Арка в конце зала вела в помещение, которое, должно быть, когда-то было раздевалкой в бане, а теперь служило баром. На деревянных вешалках, предназначенных для купальных халатов, теперь висели дорожные плащи посетителей, которые пили за дюжиной или около того столиков. Несмотря на то, что едва перевалило за полдень, эль и спиртные напитки лились рекой, поскольку игроки либо праздновали удачу, либо топили свои печали. В любом случае выигрывает заведение.
За рядом арок слева от себя Лукан увидел сами купальни, освещенные светом бесчисленных фонарей. Обе они были прямоугольной формы и тянулись до дальней стены на расстоянии тридцати ярдов. Мраморные колонны, выполненные в форме волн, обрамляли их с обеих сторон, поднимаясь к сводчатому потолку. Вода, которая когда-то наполняла ванны, давно исчезла, ее заменили игорные столы и колеса удачи. С первого взгляда Лукан прикинул, что за столами сидело около сотни игроков, а над их головами вился дым сигар. В похожем на пещеру помещении эхом разносились смех и проклятия, что подчеркивалось безошибочным звоном монет. Лукан испытывал искушение присоединиться к ним, его рука уже потянулась к кошельку с монетами на поясе. Пара игр не повредила бы... Он отогнал эту мысль, зная, что не может позволить удовольствию мешать делу. Не сейчас, когда каждый час может оказаться решающим. И все же он с некоторым сожалением отвернулся от ванн и направился к бару, который располагался вдоль одной из стен бывшей раздевалки.

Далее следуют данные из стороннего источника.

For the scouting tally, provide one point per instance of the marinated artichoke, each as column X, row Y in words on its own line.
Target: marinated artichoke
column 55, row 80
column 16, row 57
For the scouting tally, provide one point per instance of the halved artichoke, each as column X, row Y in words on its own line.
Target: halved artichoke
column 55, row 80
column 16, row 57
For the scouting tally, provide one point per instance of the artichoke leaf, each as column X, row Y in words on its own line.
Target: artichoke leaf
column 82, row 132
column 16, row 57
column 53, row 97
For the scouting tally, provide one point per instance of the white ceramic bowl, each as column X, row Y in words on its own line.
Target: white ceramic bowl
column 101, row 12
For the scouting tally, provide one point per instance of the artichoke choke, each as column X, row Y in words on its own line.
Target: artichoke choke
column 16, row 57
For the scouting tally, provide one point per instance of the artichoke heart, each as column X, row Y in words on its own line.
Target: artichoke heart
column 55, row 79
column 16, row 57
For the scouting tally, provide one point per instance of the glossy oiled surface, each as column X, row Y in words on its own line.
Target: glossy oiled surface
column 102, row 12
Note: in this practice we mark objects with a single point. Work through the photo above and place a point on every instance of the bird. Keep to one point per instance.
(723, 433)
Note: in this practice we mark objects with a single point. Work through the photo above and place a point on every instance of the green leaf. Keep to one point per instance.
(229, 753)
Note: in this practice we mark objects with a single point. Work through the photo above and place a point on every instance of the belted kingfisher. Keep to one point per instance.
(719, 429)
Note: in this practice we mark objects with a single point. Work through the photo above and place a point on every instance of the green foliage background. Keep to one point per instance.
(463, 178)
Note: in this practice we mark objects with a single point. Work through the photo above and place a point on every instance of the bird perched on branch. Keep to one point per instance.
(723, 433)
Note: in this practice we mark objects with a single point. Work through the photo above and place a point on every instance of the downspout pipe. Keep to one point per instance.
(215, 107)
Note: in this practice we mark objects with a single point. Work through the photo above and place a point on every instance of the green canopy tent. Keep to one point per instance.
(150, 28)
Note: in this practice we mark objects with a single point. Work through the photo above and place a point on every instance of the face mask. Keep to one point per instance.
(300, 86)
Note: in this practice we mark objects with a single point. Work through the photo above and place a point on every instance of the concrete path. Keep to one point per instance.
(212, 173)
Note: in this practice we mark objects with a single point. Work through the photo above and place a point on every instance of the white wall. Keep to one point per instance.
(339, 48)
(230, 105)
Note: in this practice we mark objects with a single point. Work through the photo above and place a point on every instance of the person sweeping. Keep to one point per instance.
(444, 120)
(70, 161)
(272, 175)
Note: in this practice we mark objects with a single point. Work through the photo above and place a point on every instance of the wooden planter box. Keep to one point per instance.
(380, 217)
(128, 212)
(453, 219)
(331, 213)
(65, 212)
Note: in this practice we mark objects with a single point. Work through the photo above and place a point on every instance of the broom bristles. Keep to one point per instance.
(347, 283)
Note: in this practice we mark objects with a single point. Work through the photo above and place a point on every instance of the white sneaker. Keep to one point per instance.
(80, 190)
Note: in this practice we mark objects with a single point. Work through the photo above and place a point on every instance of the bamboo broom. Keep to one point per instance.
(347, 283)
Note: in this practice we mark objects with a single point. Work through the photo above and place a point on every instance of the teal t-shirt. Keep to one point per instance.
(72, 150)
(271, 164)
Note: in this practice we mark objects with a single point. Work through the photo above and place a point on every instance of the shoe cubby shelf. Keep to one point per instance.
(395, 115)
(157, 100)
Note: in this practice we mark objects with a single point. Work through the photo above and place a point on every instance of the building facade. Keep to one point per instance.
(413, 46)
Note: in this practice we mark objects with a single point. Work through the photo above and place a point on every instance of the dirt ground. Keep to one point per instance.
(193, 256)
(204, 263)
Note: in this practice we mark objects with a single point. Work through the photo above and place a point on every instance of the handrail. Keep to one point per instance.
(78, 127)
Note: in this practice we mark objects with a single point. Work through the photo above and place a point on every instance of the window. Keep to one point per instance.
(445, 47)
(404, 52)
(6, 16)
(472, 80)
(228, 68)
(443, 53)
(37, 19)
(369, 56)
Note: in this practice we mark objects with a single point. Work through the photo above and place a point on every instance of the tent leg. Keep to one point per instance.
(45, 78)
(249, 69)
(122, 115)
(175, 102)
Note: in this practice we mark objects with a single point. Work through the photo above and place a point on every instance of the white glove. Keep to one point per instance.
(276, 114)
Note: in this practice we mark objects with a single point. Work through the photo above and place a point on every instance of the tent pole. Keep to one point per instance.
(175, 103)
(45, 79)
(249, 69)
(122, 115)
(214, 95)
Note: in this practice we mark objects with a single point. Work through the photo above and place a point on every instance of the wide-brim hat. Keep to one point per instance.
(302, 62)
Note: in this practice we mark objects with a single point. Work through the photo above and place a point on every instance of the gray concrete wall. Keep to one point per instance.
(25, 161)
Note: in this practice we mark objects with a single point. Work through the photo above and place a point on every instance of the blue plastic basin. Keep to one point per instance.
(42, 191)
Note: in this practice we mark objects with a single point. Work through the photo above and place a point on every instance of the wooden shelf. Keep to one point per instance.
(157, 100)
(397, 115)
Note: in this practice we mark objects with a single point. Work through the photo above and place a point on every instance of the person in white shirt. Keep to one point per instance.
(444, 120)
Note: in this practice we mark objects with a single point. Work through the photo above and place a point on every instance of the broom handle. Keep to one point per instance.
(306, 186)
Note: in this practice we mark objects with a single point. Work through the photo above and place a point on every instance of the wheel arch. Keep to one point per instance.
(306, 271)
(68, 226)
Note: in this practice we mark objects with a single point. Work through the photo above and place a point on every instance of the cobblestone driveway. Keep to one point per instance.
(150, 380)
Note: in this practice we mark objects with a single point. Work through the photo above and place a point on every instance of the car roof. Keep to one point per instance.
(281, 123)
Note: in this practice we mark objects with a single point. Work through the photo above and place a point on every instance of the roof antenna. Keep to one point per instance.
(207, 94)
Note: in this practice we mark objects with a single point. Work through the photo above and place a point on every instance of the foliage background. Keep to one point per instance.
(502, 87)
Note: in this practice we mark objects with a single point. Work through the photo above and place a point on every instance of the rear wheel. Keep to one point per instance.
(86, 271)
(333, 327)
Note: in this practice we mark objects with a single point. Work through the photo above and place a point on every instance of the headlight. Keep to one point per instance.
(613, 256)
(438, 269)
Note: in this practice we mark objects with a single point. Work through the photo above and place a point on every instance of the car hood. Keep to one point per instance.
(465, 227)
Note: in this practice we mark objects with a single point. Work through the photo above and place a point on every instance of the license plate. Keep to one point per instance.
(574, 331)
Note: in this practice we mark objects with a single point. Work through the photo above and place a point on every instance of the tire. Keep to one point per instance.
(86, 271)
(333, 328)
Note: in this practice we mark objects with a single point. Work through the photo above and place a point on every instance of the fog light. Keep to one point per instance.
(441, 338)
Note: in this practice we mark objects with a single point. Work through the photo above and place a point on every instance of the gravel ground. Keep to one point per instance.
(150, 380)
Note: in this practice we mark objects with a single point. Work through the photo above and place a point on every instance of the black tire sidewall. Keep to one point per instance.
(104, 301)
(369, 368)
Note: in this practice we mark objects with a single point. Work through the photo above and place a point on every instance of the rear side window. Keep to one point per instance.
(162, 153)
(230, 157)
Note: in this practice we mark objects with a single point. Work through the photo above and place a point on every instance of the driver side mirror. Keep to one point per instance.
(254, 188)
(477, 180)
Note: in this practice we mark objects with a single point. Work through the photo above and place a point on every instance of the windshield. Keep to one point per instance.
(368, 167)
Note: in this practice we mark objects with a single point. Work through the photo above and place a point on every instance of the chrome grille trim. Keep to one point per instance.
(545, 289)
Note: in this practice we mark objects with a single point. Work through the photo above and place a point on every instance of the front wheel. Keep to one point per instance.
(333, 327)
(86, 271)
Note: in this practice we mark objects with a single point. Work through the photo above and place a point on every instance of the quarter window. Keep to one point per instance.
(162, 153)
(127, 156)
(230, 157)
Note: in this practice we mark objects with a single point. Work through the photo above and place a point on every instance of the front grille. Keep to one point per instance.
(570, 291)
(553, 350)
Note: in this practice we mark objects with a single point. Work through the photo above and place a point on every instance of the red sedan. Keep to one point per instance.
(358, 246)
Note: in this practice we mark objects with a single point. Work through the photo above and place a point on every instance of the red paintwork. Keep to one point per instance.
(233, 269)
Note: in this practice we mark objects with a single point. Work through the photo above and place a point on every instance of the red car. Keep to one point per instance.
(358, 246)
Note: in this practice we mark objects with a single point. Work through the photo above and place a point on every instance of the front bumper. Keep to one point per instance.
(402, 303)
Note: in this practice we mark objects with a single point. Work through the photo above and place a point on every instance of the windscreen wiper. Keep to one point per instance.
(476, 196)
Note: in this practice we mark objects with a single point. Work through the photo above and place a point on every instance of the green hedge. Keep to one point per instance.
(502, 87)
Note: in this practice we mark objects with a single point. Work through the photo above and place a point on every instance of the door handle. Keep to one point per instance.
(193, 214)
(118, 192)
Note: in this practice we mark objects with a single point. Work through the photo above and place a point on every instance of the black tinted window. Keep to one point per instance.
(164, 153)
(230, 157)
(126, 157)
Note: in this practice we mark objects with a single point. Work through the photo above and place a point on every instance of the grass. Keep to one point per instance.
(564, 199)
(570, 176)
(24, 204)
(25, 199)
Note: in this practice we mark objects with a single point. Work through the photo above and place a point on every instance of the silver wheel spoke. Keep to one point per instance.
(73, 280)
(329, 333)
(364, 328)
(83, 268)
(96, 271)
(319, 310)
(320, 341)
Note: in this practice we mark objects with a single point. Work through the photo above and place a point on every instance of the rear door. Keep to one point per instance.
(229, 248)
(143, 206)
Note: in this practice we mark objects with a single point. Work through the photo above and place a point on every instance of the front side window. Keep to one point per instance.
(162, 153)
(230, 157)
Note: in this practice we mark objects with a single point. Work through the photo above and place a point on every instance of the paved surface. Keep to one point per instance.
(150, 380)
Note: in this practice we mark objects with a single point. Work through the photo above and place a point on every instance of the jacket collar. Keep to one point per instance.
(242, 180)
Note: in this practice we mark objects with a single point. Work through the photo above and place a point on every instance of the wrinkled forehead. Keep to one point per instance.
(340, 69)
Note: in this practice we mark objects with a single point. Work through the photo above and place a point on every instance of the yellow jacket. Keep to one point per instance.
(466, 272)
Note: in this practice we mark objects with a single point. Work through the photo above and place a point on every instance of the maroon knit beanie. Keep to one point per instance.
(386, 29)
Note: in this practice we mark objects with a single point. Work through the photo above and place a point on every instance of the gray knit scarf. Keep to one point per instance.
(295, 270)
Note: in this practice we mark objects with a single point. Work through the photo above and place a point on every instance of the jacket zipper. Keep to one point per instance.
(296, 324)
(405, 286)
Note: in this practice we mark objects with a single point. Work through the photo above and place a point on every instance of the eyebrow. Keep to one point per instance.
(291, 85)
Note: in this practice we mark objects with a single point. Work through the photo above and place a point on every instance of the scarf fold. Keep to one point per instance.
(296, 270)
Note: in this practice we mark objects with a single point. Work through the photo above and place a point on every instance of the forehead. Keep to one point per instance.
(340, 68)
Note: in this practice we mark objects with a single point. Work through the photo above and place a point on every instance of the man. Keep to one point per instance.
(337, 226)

Бармен — молодой человек, едва достигший подросткового возраста, — поднял голову, когда Лукан подошел к нему. На нем был фиолетовый жилет, на котором серебряной нитью были вышиты змея и игральные кости.
— Доброе утро... э-э, я имел в виду день, — сказал юноша, нервно сглотнув. — Э-э, сэр. Могу ли я, э-э, предложить вам...
— Да, выпить, — вмешался Лукан, рассудив, что в противном случае они просидят там до полуночи. — Мне серебряный парван с ломтиком лайма и... — Он взглянул на единственную посетительницу, сидевшую за стойкой, — женщину, бесцельно потягивавшую остатки своего напитка, уставившись в пространство. — Цветок сумеречной розы, — закончил он, понизив голос.
— Сумеречной розы? — громко пискнул бармен, его глаза расширились.
Кровь Леди. «Да». Лукан кивнул, многозначительно посмотрев на мальчика.
— Но... но, сэр, разве... разве цветы сумеречной розы не...
— ...ядовиты, — протянула женщина, и ее рассеянный взгляд внезапно остановился на Лукане. — Если ты хочешь умереть, красавчик, что ж... — Она улыбнулась, хотя на самом деле это больше походило на гримасу. — Я с радостью воткну в тебя нож за пару медяков.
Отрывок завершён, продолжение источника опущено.